GR 148287; (November, 2004) (Digest)
G.R. No. 148287 ; November 23, 2004
PET PLANS, INC. and ADRIAN V. OCAMPO, petitioners, vs. COURT OF APPEALS, respondent.
FACTS
Petitioner PET PLANS, INC., a seller of educational and memorial plans, and its President, Adrian V. Ocampo, were ordered by the Labor Arbiter and the NLRC to reinstate employee Jaime Abad and pay monetary awards after finding his demotion and subsequent dismissal illegal. Aggrieved, petitioners filed a special civil action for certiorari with the Court of Appeals. The CA dismissed the petition outright due to a defective certification against forum shopping. The certification was signed by Rolando Espino, who identified himself as the petitioners’ duly authorized representative, but the CA found it insufficient as it was not signed by the principal parties themselves. Petitioners’ motion for reconsideration, which attached a Secretary’s Certificate authorizing Espino, was denied.
ISSUE
Whether the Court of Appeals acted with grave abuse of discretion in dismissing the petition for certiorari on the ground of a defective certification against forum shopping.
RULING
No, the Court of Appeals did not commit grave abuse of discretion. The Supreme Court clarified that the proper remedy from the CA’s dismissal was a petition for certiorari under Rule 65, not an appeal under Rule 45. On the substantive issue, the Court upheld the CA’s strict application of procedural rules on forum shopping.
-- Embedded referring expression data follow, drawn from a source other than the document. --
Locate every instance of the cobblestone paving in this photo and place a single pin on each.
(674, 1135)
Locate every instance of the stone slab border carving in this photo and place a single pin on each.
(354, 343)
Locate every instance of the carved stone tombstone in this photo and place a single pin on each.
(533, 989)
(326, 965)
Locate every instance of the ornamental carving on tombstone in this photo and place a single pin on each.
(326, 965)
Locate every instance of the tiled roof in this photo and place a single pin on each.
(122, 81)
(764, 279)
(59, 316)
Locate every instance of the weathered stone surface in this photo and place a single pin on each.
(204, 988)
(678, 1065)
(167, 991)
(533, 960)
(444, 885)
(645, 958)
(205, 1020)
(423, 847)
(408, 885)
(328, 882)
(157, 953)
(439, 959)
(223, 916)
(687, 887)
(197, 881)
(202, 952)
The certification must be signed by the petitioner himself or the principal party. For a corporation, the authority of the signatory must be duly evidenced. Here, the initial certification signed by Espino lacked the requisite proof of his authority to sign for the corporate petitioner and to bind co-petitioner Ocampo. While procedural rules may be relaxed under justifiable circumstances, petitioners failed to show such cause. The dismissal by the CA should have alerted them to rectify the defect, yet in their motion for reconsideration and even in the petition before the Supreme Court, they still failed to secure Ocampo’s signature on the certification. The Court cannot countenance a flagrant disregard of procedural rules designed to ensure orderly administration of justice. Thus, the CA’s dismissal was proper.